Nós, advogados, que temos o privilégio e a honra de atuar perante o STF, sabemos da seriedade e do servidão à Constituição Federal, cuja preservação é único compromisso desse Tribunal, que sempre se fez gigante. Parece chegada a hora de ponderar sobre o Plenário Virtual, especialmente no momento atual, em que não há possibilidade franqueada ao patrono da causa de, em audiência, contribuir para a implementação da JUSTIÇA.

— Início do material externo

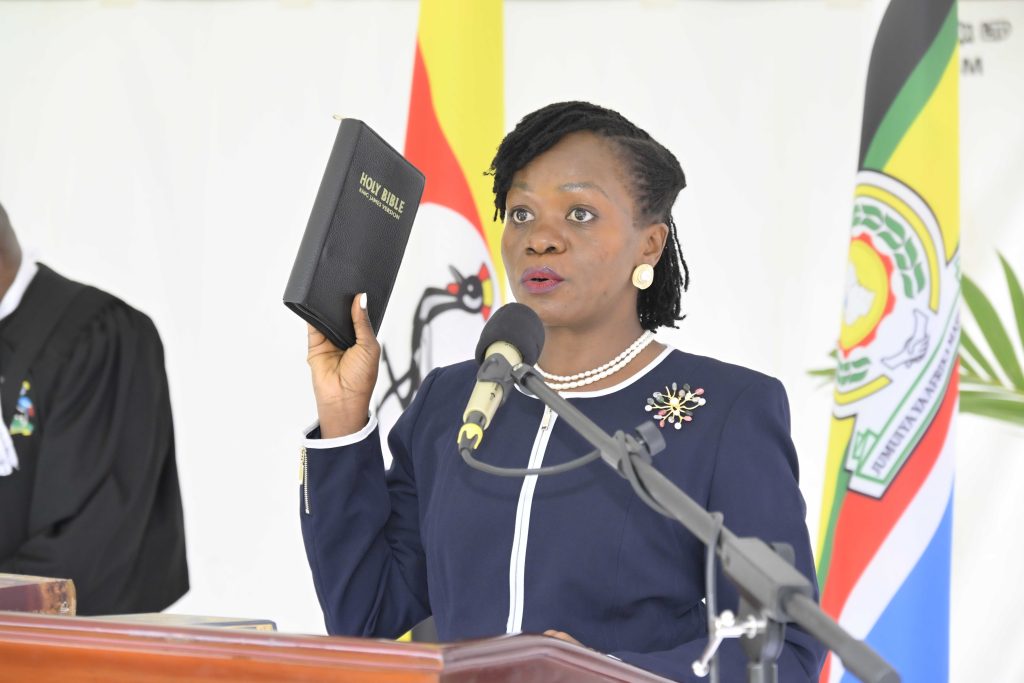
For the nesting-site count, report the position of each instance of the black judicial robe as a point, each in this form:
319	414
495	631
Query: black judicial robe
95	497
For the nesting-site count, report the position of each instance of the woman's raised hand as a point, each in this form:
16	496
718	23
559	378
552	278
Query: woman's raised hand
343	381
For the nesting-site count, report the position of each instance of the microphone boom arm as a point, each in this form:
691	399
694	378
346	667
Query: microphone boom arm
773	587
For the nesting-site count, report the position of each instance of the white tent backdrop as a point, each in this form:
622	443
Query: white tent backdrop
169	153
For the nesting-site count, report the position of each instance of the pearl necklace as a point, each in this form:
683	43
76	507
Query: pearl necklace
559	382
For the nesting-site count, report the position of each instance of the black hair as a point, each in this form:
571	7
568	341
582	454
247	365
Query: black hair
653	171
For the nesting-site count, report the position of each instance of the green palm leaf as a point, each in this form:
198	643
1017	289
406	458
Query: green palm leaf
993	332
1016	296
1003	407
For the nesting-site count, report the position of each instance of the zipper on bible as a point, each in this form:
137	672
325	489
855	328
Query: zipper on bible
304	476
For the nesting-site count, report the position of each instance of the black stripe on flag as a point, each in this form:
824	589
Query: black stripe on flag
907	30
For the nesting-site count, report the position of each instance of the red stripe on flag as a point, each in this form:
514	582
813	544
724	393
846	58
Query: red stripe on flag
429	151
864	521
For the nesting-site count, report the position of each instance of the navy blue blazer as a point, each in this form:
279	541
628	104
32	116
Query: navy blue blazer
578	552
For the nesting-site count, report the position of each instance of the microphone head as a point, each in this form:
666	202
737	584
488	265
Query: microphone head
516	325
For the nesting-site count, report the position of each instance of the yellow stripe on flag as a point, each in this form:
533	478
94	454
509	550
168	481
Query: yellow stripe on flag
932	168
462	49
839	439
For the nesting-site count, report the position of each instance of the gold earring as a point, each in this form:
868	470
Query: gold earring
643	275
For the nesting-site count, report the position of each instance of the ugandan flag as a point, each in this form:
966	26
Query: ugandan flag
452	275
884	552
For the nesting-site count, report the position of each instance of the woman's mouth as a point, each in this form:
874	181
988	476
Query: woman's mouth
539	281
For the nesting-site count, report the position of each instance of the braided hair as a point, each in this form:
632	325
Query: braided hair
653	171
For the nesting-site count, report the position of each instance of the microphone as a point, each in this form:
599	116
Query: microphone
513	335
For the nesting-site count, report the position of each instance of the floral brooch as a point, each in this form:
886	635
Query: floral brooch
675	406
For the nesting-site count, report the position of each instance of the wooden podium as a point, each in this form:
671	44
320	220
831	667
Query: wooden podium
43	648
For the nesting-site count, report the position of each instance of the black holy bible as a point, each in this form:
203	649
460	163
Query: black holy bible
356	233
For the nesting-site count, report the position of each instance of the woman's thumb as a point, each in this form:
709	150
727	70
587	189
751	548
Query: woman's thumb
360	319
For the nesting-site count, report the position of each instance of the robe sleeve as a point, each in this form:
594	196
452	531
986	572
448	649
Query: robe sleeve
755	485
105	508
361	530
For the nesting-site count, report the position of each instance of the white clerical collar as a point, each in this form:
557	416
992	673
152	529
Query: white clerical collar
26	271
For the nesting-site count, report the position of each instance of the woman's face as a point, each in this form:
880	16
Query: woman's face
570	243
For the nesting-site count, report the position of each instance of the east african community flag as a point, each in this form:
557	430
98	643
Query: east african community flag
884	551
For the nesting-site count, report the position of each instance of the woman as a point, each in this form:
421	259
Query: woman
590	245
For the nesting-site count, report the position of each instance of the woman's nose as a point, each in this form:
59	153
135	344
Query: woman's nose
542	238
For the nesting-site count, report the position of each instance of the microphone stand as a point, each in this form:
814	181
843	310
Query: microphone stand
772	591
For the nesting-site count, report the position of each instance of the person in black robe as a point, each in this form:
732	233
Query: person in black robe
88	481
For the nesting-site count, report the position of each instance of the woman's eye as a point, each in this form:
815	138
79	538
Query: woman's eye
581	215
520	215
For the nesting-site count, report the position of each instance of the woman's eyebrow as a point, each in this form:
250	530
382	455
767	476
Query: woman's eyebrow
576	186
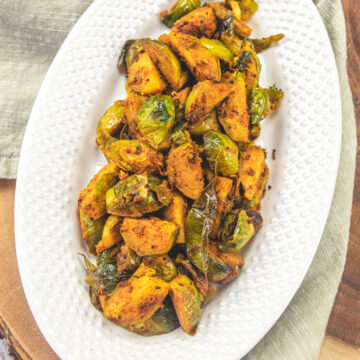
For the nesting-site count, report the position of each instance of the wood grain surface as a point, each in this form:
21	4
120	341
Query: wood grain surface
343	333
344	321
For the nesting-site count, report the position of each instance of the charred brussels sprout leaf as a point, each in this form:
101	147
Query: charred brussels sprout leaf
149	237
200	22
127	260
91	230
135	301
199	224
265	43
163	265
112	120
218	49
111	234
162	322
238	230
184	170
92	199
202	126
156	117
220	151
223	267
138	195
181	8
187	303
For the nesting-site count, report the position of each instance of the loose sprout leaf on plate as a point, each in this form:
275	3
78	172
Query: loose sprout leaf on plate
180	195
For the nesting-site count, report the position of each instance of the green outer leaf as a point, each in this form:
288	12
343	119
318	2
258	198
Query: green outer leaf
198	226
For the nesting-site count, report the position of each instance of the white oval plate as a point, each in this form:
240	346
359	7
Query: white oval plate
59	157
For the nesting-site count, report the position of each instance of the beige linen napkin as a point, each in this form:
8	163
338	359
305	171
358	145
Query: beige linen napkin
31	33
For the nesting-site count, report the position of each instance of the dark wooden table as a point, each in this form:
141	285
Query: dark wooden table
343	331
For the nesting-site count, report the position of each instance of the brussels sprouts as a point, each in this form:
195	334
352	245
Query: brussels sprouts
149	237
143	76
136	301
217	48
225	18
184	170
111	121
181	8
187	303
127	260
238	229
200	280
163	265
134	156
156	117
248	63
199	225
200	22
138	195
223	267
221	153
202	126
111	234
167	62
233	112
265	43
252	173
176	213
92	199
223	190
200	61
203	98
162	322
91	230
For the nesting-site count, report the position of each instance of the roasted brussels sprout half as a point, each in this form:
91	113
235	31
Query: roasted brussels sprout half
162	322
252	172
111	234
223	191
156	118
135	302
199	224
176	213
187	303
112	120
138	195
218	49
133	103
181	8
221	153
143	76
265	43
199	22
208	123
92	199
149	237
184	170
134	156
248	8
163	265
200	61
127	260
238	229
233	112
168	63
203	98
91	230
223	267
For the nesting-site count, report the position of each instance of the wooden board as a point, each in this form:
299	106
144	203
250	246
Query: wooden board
343	332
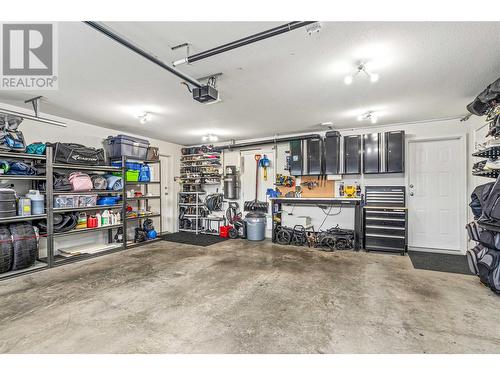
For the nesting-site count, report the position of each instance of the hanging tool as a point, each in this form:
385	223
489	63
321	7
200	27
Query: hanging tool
256	205
265	163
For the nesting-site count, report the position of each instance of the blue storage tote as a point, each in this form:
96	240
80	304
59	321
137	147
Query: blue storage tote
129	165
125	145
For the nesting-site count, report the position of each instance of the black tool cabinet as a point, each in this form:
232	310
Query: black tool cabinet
314	156
394	151
385	219
371	153
332	153
352	154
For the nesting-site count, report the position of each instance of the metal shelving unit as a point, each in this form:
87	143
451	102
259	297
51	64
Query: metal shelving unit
196	217
38	161
142	200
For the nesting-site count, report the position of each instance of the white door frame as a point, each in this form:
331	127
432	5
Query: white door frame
462	179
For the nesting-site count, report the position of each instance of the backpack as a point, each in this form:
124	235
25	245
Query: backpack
80	181
477	198
74	153
37	148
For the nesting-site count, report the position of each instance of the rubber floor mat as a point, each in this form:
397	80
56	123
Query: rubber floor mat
193	239
439	262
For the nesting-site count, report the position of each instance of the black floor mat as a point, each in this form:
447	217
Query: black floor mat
439	262
193	239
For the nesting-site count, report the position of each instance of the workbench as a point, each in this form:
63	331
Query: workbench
276	206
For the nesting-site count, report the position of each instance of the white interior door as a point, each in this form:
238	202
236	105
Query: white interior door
436	193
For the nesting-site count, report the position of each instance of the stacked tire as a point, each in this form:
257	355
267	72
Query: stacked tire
18	247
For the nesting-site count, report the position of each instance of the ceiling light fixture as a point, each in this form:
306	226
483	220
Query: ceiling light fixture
370	115
374	77
209	138
144	117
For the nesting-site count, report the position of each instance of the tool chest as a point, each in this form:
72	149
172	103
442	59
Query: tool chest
385	219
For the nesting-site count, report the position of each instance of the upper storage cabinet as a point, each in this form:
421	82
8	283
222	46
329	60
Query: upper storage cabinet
296	158
395	152
332	153
314	152
352	154
371	153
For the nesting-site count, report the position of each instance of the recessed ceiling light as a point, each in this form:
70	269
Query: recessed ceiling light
144	117
209	138
370	116
374	77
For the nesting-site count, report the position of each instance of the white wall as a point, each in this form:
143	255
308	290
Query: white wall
93	136
421	130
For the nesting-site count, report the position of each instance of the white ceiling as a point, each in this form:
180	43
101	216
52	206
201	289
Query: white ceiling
280	85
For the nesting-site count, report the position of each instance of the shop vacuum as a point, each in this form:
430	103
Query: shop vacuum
256	218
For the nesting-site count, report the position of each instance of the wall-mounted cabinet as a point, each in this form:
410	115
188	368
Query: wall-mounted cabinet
296	158
352	154
371	153
314	156
384	152
395	152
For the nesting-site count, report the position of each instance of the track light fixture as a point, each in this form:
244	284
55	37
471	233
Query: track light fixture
361	68
370	115
209	138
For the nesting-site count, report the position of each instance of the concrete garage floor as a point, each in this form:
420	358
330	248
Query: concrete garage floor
241	297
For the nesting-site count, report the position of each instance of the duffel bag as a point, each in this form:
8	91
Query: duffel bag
489	239
6	250
61	183
486	264
473	255
80	181
153	153
74	153
490	203
12	140
25	245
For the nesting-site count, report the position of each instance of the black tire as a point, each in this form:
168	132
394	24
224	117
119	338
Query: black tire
6	250
327	243
283	237
233	233
25	245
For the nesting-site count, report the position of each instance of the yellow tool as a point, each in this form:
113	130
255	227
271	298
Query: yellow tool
350	191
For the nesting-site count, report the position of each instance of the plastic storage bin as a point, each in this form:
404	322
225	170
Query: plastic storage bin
129	165
7	203
132	176
124	145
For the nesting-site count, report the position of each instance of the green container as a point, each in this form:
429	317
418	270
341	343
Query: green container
132	175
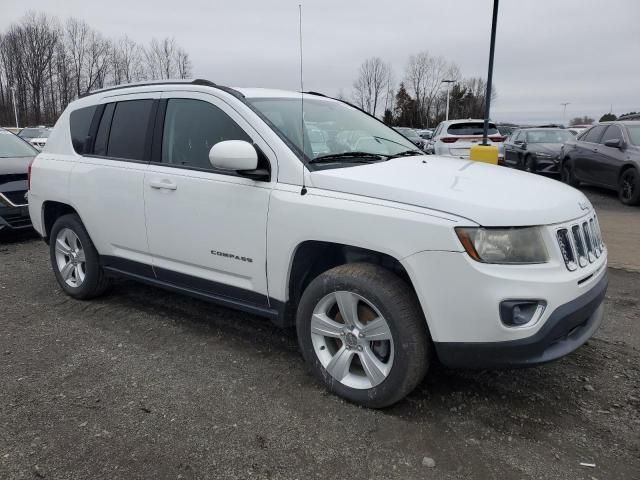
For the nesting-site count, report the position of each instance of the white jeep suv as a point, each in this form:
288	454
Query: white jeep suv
383	259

Já nos alertava Guimarães Rosa, nada pula mais que esperança, e é a esperança de ver o justo assegurado que move a advocacia, em litígios, muitas vezes desiguais. Na solução dessas pretensões contrapostas é que se espera do STF uma única conduta: a preservação da força e da legitimidade da Constituição Federal a assegurar a verdadeira Justiça, ainda que para tanto, seja necessário retroceder, assegurando o cumprimento da lei que atribui ao advogado o direito de, em audiência, declinar as razões pelas quais entende ter não só direito, mas também, razão.

*Claudia Fonseca Morato Pavan, advogada e membro do Instituto de Pesquisas Tributárias (IPT).